LONDRES — Anil Murthy ya había enfrentado una lluvia de críticas. Sin embargo, como exdiplomático de Singapur, Murthy, el presidente del Valencia, uno de los principales equipos de fútbol de España, estaba listo para la mayoría de los comentarios con los que se encontraría por haber restringido el contacto con los jugadores del club.
No obstante, el 29 de febrero, las quejas se volvieron más personales. Su hijo de 13 años, Aditya, estaba furioso porque su padre no le iba a permitir asistir al partido de La Liga a celebrarse esa noche en contra del Real Betis. El encuentro iba a llevarse a cabo en el Mestalla, el estadio del que se enamoró Aditya después de que Peter Lim, el empresario singapurense que es dueño del club, le entregó las riendas del Valencia a su padre.

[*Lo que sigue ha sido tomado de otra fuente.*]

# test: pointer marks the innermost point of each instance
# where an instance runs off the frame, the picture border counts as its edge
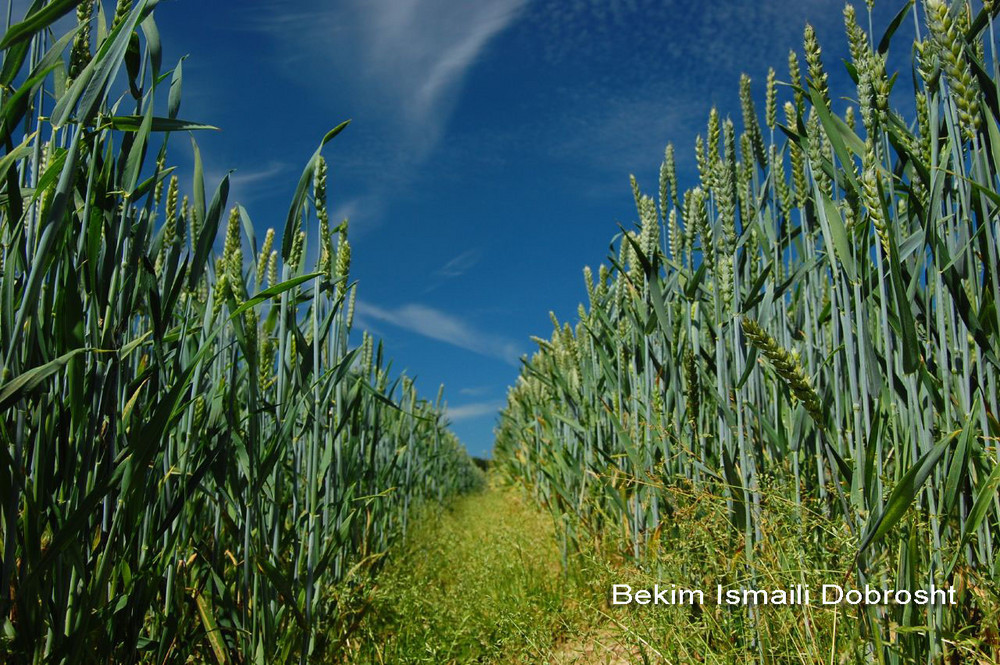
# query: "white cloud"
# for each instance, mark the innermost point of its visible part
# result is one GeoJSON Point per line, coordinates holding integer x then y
{"type": "Point", "coordinates": [473, 410]}
{"type": "Point", "coordinates": [459, 265]}
{"type": "Point", "coordinates": [444, 327]}
{"type": "Point", "coordinates": [404, 58]}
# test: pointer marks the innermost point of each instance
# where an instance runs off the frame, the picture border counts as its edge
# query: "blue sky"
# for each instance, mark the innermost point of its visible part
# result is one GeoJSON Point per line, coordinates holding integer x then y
{"type": "Point", "coordinates": [490, 148]}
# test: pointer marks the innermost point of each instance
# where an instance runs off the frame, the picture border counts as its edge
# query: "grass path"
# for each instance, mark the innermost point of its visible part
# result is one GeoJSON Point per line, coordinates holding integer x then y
{"type": "Point", "coordinates": [482, 582]}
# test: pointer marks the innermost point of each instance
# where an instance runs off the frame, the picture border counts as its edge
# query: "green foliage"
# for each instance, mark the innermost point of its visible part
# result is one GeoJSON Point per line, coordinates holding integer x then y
{"type": "Point", "coordinates": [865, 281]}
{"type": "Point", "coordinates": [190, 463]}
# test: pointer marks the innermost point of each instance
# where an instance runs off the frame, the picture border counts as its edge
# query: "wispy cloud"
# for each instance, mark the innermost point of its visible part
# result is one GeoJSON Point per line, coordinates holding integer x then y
{"type": "Point", "coordinates": [403, 59]}
{"type": "Point", "coordinates": [245, 185]}
{"type": "Point", "coordinates": [459, 265]}
{"type": "Point", "coordinates": [444, 327]}
{"type": "Point", "coordinates": [473, 410]}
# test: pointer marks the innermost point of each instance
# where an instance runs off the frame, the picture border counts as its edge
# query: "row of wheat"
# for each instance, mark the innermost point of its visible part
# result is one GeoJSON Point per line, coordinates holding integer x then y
{"type": "Point", "coordinates": [819, 315]}
{"type": "Point", "coordinates": [195, 462]}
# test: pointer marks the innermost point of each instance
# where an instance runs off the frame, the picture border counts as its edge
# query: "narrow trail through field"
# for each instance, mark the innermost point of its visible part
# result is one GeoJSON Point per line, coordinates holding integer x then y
{"type": "Point", "coordinates": [482, 582]}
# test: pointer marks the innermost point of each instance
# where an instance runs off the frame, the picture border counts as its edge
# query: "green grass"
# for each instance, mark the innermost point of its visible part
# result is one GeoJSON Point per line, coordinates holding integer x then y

Para ese entonces, el Valencia estaba empezando a recibir críticas de los medios locales y algunos equipos rivales que consideraban que el equipo exageraba frente a la amenaza de una enfermedad misteriosa que se había propagado hacia Europa desde Asia. Ningún otro equipo de España se había atrevido a imponer medidas tan duras.
Murthy, quien había hablado con amigos y familiares en Asia, sabía que el brote del coronavirus era grave y estaba en camino, sin importar qué opiniones hubiera en España en ese momento.
Murthy impuso medidas estrictas: el primer equipo del club estaría aislado. No habría contacto con los aficionados. Se iban a prohibir todas las entrevistas, incluso las consideradas obligatorias conforme el contrato con las cadenas de televisión en el fútbol español. Los empleados que no tuvieran una razón para estar en el estadio no podían asistir. La prohibición también se extendió a los familiares. Incluso a los más fieles, como Aditya.
“No entendía lo que le decía”, comentó Murthy, para describir la discusión que tuvo con su hijo, cuyos argumentos son ahora mucho más claros. España tiene la segunda mayor cantidad de casos de coronavirus, después de Estados Unidos.
“‘No, ¿por qué? Vamos y nos sentamos aparte de los demás. Nos sentamos en otro lado. No hay problema’”, fueron las palabras que Murthy recordó de su hijo. “Le respondí: ‘No, tomemos todas las precauciones’”.
El mismo Murthy tampoco quería asistir al partido de esa noche. Sin embargo, como las autoridades españolas aún no prohibían las reuniones masivas y la liga seguía respetando su calendario, Murthy sintió que no le quedaba más remedio que ir.
“No me puedo esconder”, opinó Murthy en una entrevista telefónica. “Para mí, tener 30 o 40.000 personas en el estadio cuando la infección está al alza es una bomba de tiempo, ¿sabes? Pero un club solo tiene cierto grado de injerencia”.
Murthy llegó un minuto después de que arrancara el encuentro, para sorpresa de la gente en el palco de los directivos. “Pensaban que no iba a ir”, mencionó. Murthy le explicó a Ángel Haro, el presidente del Betis, que no se iba a llevar a cabo la comida tradicional entre los directivos. Tampoco se celebrarían otras tradiciones típicas de los partidos de La Liga, entre ellas la de los niños que acompañan a las dos escuadras al campo. Haro no estaba convencido del todo, pero no se quejó.